I'm trying to match the prediction interval of the predict.lm() function in R using the formula found in this discussion :
Obtaining a formula for prediction limits in a linear model
I'm using a student's quantile in my interval but in the end it's far larger from the one given by predict().
Is there any specific calculation in the predict function, I tried to look at the code but couldn't find any answer. The formula looks ok as I found exactly the same from others source.
My R code :
airquality_clean <- na.omit(airquality)
attach(airquality_clean)
#Model estimation
model_1 <- lm(Ozone ~., data = airquality_clean)
#Unbias variance of the residuals
sigma_2 <- sum(model_1$residuals**2)/(dim(airquality_clean)[1]-dim(airquality_clean)[2])
#New observation
new <- data.frame(Solar.R=200,Wind=10,Temp=70,Day=1,Month=3)
#Calculated prediction interval
sigma <- sqrt(sigma_2*(1 + as.matrix(new)%*%solve(as.matrix(t(airquality_clean[,-1]))%*%as.matrix(airquality_clean[,-1]))%*%as.matrix(t(new))))
qt <- qt(0.995, df = dim(airquality_clean)[1]-dim(airquality_clean)[2])
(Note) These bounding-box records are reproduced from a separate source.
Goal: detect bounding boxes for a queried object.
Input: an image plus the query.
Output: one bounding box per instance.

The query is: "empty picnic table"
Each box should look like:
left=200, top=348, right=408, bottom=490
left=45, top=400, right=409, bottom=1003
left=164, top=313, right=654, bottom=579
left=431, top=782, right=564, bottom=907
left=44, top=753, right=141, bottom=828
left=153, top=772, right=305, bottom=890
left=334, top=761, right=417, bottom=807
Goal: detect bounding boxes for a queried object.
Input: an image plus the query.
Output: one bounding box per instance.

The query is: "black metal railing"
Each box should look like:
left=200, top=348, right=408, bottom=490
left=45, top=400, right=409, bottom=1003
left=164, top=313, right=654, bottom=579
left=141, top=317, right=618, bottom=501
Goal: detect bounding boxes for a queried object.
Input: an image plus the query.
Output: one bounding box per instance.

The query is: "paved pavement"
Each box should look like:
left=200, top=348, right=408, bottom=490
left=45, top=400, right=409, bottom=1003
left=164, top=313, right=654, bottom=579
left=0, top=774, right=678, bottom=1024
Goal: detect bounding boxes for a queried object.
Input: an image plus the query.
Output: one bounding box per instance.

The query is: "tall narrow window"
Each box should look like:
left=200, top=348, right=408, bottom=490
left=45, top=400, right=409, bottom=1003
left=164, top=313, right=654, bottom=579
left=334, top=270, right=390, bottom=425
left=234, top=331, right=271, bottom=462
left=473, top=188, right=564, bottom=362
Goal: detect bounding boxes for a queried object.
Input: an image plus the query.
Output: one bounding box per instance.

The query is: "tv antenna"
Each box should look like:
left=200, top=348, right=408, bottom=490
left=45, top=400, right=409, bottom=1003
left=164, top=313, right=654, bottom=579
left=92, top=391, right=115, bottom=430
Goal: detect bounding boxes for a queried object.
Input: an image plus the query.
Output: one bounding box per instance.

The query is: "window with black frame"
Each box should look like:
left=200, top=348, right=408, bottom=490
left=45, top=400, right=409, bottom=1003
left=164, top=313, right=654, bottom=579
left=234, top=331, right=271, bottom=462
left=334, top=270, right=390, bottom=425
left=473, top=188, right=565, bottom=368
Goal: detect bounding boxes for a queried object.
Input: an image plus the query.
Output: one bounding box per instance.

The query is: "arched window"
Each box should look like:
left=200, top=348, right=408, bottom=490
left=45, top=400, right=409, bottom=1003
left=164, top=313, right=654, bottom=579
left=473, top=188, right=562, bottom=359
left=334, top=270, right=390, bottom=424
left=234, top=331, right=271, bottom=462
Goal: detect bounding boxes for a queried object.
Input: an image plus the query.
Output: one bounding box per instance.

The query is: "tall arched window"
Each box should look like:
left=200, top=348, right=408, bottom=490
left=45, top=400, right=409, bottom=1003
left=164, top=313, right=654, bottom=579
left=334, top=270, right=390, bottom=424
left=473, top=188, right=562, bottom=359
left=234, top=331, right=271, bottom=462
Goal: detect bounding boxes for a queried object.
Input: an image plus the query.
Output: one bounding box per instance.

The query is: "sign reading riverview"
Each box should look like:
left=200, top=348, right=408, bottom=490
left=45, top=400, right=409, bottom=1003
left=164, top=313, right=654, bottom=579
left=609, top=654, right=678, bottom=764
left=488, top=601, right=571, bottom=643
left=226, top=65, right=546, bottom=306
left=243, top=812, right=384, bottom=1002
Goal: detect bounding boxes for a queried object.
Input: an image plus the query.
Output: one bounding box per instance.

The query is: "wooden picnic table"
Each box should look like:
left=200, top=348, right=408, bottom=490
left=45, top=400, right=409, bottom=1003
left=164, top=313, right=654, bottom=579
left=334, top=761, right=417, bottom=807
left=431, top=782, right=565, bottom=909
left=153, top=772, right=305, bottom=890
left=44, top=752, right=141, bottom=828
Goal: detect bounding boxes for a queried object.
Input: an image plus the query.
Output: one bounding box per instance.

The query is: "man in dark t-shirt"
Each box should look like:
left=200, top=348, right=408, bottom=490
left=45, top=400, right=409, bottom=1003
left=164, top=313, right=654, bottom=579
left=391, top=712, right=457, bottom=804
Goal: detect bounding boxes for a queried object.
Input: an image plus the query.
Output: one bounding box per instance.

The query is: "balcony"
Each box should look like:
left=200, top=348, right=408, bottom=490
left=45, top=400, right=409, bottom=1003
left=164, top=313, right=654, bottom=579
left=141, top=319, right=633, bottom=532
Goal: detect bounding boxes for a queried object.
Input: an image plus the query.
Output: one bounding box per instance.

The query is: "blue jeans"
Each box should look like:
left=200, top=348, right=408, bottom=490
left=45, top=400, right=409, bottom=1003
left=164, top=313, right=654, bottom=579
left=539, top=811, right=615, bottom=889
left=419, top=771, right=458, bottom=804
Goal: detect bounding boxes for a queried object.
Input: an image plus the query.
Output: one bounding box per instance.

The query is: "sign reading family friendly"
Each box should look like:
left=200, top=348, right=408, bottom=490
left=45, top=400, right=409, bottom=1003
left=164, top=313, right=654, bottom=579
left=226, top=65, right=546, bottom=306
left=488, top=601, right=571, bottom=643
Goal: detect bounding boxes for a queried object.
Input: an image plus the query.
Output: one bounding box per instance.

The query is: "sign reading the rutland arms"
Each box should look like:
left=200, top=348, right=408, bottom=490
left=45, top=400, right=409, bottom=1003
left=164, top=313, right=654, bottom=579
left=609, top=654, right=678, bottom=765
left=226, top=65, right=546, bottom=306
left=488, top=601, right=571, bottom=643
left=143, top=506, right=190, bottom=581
int_pred_t <- cbind(predict(model_1, new)-(qt*sigma),predict(model_1, new)+(qt*sigma))
int_pred_t
[,1] [,2]
[1,] -22.59931 95.82563
#R prediction interval
predict(model_1, new, interval="predict", level=0.99)}
fit lwr upr
1 36.61316 -21.12916 94.35548
I'm not too far but it's not the same results. If I use a p value from a normal distribution and not a student I'm even closer.
Thank you.